The “DEBT TSUNAMI” and What It Means for Banks

18. November 2020.

According to the Institute for International Finance, global debt levels will hit an all time high of $277 trillion by the end of 2020 and a debt to GDP ratio of a staggering 365%.

Due to the coronavirus, governments supported businesses and the general population with major stimulus packages pushing up borrowing and debt levels. Although interest rates are low for now, the figures do make a case for Republican caution on the level of the much needed next round of stimulus in the United States.

The IIF stated that so far in 2020 the global debt increased by $15 trillion while the European Union and the United States are likely to grow to even higher debt levels by year end. Developed nations’ debt to GDP is even higher than developing nations and is up 50% from one year ago, being led by the United States.

As high as the debt is due to coronavirus, debt had already been steadily rising for several years. While the Euro zone had similar debt levels during its sovereign debt crisis, the numbers now in Europe are similar and could grow even higher.

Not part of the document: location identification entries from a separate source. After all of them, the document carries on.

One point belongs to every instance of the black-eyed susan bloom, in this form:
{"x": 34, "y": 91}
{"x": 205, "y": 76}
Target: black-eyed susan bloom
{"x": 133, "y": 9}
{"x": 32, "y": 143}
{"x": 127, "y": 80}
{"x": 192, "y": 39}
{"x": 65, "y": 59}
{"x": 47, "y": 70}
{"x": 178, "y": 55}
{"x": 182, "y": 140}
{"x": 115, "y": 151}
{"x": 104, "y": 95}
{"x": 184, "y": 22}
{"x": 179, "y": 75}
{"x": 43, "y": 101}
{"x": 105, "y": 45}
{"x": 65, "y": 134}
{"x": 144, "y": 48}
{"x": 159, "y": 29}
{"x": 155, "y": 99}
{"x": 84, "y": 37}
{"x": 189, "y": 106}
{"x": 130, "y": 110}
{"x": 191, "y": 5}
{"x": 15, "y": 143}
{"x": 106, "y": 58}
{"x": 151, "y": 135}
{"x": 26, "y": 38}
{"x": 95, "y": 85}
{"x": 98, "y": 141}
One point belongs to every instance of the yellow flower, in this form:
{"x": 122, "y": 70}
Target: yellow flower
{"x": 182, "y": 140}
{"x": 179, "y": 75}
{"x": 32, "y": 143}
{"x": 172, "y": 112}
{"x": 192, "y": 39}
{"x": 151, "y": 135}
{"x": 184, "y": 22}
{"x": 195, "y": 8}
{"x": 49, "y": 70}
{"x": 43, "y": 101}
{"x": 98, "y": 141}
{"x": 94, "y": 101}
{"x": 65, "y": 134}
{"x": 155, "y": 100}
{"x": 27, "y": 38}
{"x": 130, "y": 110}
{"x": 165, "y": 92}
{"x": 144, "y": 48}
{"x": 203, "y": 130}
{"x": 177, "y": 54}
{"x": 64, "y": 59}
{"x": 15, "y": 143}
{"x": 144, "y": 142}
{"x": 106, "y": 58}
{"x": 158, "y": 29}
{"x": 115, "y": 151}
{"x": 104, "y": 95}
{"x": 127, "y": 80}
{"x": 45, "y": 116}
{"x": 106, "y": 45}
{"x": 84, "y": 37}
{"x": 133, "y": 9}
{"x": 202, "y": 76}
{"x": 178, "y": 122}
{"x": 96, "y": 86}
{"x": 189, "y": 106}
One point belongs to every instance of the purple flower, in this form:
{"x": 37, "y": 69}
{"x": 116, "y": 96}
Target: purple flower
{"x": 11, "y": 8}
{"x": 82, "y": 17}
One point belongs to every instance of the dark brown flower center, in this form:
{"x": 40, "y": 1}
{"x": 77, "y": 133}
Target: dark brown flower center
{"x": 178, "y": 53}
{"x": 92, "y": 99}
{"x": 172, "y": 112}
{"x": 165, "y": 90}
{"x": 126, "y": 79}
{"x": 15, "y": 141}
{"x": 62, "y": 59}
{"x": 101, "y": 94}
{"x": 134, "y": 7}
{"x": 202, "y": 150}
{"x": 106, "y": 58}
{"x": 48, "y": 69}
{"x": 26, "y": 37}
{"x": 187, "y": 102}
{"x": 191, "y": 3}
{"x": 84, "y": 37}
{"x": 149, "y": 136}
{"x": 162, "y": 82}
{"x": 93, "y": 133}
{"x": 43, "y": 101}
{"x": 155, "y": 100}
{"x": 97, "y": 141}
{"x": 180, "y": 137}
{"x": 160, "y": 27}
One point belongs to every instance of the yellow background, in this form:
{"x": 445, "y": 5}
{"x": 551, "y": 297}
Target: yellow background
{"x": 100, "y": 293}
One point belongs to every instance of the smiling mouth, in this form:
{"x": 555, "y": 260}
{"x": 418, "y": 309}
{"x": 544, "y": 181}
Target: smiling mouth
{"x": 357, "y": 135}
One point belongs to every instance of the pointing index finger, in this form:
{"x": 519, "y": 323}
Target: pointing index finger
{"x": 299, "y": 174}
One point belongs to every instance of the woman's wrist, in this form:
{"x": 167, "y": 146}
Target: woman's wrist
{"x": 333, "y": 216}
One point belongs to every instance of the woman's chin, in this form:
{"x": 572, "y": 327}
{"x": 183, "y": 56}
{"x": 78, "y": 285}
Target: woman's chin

The question is what will happen to the housing market and the economy as borrowers potentially default on their debt accumulation. The IIF stated, “The pace of global debt accumulation has been unprecedented since 2016, increasing by over $52 trillion.” Larger debt levels do not lead to a healthy economic outlook down the road. Households will be more likely to default during an economic downturn as they look to service the debt. While more stimulus is needed now just to keep the economy going, many analysts do not have positive answers as to where this will leave the global economy in a few years.

As banks have given unprecedented grace periods to their customers, particularly for home mortgages and small business loans, at some point customers will have to start paying their monthly payments again.

Banks are bracing for a good percentage of their customers going into default in 2021 if the economy does not allow for the work force to pay down debt.